Pedi uma bebida ao garçom e disse:

- Não entendi. Mulher não tem mais? Tá a fim de agasalhar?  Homem tem? Que tal o viadinho âncora da Grobo?

- Mas tu é complicado, não dá pra conversar contigo. Falei em morrer, Sala, tu entendeu, não te faz. Dá vontade de morrer.

Sabia bem demais do que ele estava falando, mas estava ferido, tentei contemporizar. Saí de lado:

- Esquece essa de morrer, João, falaremos disso depois que todos eles morrerem. Fé, meu irmão. Mas me conta que papo era esse.

- Cheguei hoje de Floripa. Ontem eu ia fazer a pele de um alemão de Joinville, que estava lá... esquece. Desci a Rua dos Ilhéus, vindo da praça do teatro, e por ali achei um buteco, meninada com violão e pandeiro. Cantadinho, cantadinho. Sentei, pedi um chope, e o moleque disse: "Aê, galera, agora um pagode". O que isso te diz, Salito?

Pensei antes de responder, tentando pegar a cuca do João.

- Bem... galera é aquilo das galés, os escravos dê-lhe a remar na marcação de um tambor, abaixo de açoite. Pagode é um tipo de casa de chinês. Ou indiano, japonês, vá lembrar.

- Aí que tá, mas não era isso: eles iam apenas assassinar um samba! Se é que se pode chamar aquilo de samba.

- E toda essa irritação só por causa disso?

- Não, Sala, é que perdi o alemão, ia pegar o sujo às quatro da matina, mas ele se fugou do hotel às dez, enquanto eu machucava os meus ouvidos ouvindo o "pagode pra galera".
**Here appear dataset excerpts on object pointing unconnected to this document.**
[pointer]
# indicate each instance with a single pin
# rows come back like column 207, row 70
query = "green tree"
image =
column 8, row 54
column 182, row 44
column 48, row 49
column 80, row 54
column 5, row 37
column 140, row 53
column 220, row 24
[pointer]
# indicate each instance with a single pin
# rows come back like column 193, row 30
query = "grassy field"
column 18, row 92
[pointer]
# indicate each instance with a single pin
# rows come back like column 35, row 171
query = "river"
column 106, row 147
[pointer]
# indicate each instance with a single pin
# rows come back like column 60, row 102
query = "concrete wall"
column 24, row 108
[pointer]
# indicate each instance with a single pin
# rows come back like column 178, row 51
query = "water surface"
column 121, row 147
- Certo, entendi, os sambas do ronaldinho gaúcho. Ei, seu, mais dois chopes aqui.

- A escravidão vem da língua, premeditada, a gente precisa matar a Grobo, a máfia baiana, a catarina, todos eles, urge, já... (os seus olhos se firmaram em luz, mirando além)... antes que matem toda a gurizada, Salito, não podemos permitir, temos responsabilidade!

Prudentemente, fiquei quieto, ele estava magoado, acabaria falando de cérebros dizimados e da "galera" do Corinthians ou de qualquer fuga semelhante, onde os bandidos de cultura mediana, para o lado ruim, metem sem cuspe.

Perguntei onde andava a Maria, que fazia em casa a massa, cortando à faca o spaguetti. Com molho rosado e vinho tinto depois. Desviei os seus maus pensamentos. A gringa Maria já era, agora era Liège, uma baixinha filhinha de mami, que iria durar pouco. Pena.

Outro dia - pensei lá em 2009 - direi ao meu querido amigo, que até onde sei atualmente anda pelas quebradas do Espinilho, vivendo como índio no fundão do mato com a deusa loura do punhal de osso, que as melancias irão se ajeitando com o andor da carroça, devemos confiar na moçada boa, os fãs mentecaptos sempre existirão, com seus ídolos de teatros e cavernas remontam a antes de Cristo, e as pobres almas merecem respeito, malgrado que com o prejuízo mental do qual não têm culpa elejam maquiadores de bonecos em democracias de riso. Merecem dó. 

Como todos merecemos, pobres humanos. Hoje aqui, neste bar Gato Mamado da Rua Saldanha Marinho, ao lado da dos Ilhéus, talvez mereçamos pena, posto que de um modo ou de outro também submetidos à condição humana, à miséria humana, contra a qual reagimos a um custo terrível, nem todos tiveram essa sorte de ter forças, ou sonhar que tem, para enfrentar o custo, nem são conscientes da caixa-preta da humanidade: como uns são assim e outros assado, se presentes a mesma casa, a mesma vida, os mesmos obstáculos.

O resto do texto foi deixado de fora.